I figure some of these ‘details’ were kept out of the movie because not only do they seem implausible, but they made the character – our Hero – a lot less of a Goodguy.

As the Crow flies …

Then there’s the story that Johnson killed over 300 Crow braves. 300?!! That’s a hell of a lot of empty Teepees. Let’s see … if the Crow sent only one brave at a time (as the movie suggests)… and Johnson killed one brave a month … it would take 25 years to kill 300 Crow. That’s almost as hard to swallow as liver. 30 would be impressive enough … and believable. But 300 … ??? You have to question it.

But who’s counting?

Johnson? The Crow? (I might believe their count). But Johnson’s …

Yet … maybe it’s true.

Billy the Kid’s myth labours under similar suspicious history. Some claim ‘The Kid” really only killed about 4 people … though folklore and myth claim about 20 … or more.

So … the truth is … we really don’t know the truth.

Yet again … sometimes the truth IS indeed ‘stranger than fiction’.

keep the change Bob …

25 May

Slowly putting in my content for Pekinpah’s Pat Garrett and Billy the Kid. I have a ton, but have still been slowed down by this persistent flu – which I’ve had for  2 weeks now. It’s a killer.

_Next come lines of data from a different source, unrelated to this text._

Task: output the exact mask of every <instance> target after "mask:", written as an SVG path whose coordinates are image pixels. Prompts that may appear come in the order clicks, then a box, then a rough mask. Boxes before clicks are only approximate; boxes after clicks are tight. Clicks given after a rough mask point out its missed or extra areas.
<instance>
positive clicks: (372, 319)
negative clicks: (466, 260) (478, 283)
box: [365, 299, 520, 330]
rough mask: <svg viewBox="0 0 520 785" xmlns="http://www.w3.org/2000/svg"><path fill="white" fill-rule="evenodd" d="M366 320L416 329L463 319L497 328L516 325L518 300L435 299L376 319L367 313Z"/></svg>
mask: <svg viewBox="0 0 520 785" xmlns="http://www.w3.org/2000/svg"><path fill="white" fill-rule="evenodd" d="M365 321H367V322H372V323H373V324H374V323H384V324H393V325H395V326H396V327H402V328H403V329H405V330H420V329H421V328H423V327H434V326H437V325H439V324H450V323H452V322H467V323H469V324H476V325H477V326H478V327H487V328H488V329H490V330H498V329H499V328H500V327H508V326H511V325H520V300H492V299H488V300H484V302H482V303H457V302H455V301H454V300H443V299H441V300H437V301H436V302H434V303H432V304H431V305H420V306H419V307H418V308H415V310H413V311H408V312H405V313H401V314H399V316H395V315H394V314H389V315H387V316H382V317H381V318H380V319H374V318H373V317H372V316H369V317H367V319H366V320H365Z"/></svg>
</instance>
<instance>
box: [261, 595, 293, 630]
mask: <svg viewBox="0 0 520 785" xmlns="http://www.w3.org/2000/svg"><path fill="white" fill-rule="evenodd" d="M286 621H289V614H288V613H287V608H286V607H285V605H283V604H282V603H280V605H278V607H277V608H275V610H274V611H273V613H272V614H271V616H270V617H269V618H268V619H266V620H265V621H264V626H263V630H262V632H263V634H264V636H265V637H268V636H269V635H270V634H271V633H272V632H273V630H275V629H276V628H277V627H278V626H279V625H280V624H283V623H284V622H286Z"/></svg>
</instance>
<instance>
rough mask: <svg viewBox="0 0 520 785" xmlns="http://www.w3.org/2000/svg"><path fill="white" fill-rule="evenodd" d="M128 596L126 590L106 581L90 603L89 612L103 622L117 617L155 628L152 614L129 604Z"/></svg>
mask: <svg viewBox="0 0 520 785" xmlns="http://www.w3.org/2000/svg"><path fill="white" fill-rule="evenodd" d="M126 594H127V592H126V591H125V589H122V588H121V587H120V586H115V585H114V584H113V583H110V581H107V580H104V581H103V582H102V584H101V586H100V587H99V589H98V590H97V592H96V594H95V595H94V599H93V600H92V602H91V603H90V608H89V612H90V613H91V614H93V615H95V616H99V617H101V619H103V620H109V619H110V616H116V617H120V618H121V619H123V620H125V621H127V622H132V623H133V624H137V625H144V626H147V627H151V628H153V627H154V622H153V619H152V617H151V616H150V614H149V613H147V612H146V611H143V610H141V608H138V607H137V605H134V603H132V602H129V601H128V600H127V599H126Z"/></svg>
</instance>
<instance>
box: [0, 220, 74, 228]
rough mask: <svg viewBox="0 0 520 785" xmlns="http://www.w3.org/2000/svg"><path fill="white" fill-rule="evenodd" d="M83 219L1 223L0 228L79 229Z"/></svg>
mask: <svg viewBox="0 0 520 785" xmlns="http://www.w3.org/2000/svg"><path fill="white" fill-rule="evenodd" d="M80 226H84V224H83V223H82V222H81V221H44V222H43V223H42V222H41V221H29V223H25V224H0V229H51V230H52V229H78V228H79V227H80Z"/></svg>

The story behind the making of Pat Garrett and Billy the Kid in very interesting. Pekinpah’s ongoing fight with studio over content and costs. Reminds me of John Huston’s battle with the studio during his making of Unforgiven (starring Burt Lancaster and Audrey Hepburn). Both of these films still turned out to be Classics despite all the infighting and interference. To production people, movies are about money – that’s all. But to Pekinpah and Huston movies are about Art. Can you imagine somebody telling these guys how to make a movie? Incredible.

Making a movie is a tough task – involves hundreds of people. When you think of all the things that go wrong, it’s a wonder that anything gets turned out at all.

But it does – and we are the benefactors.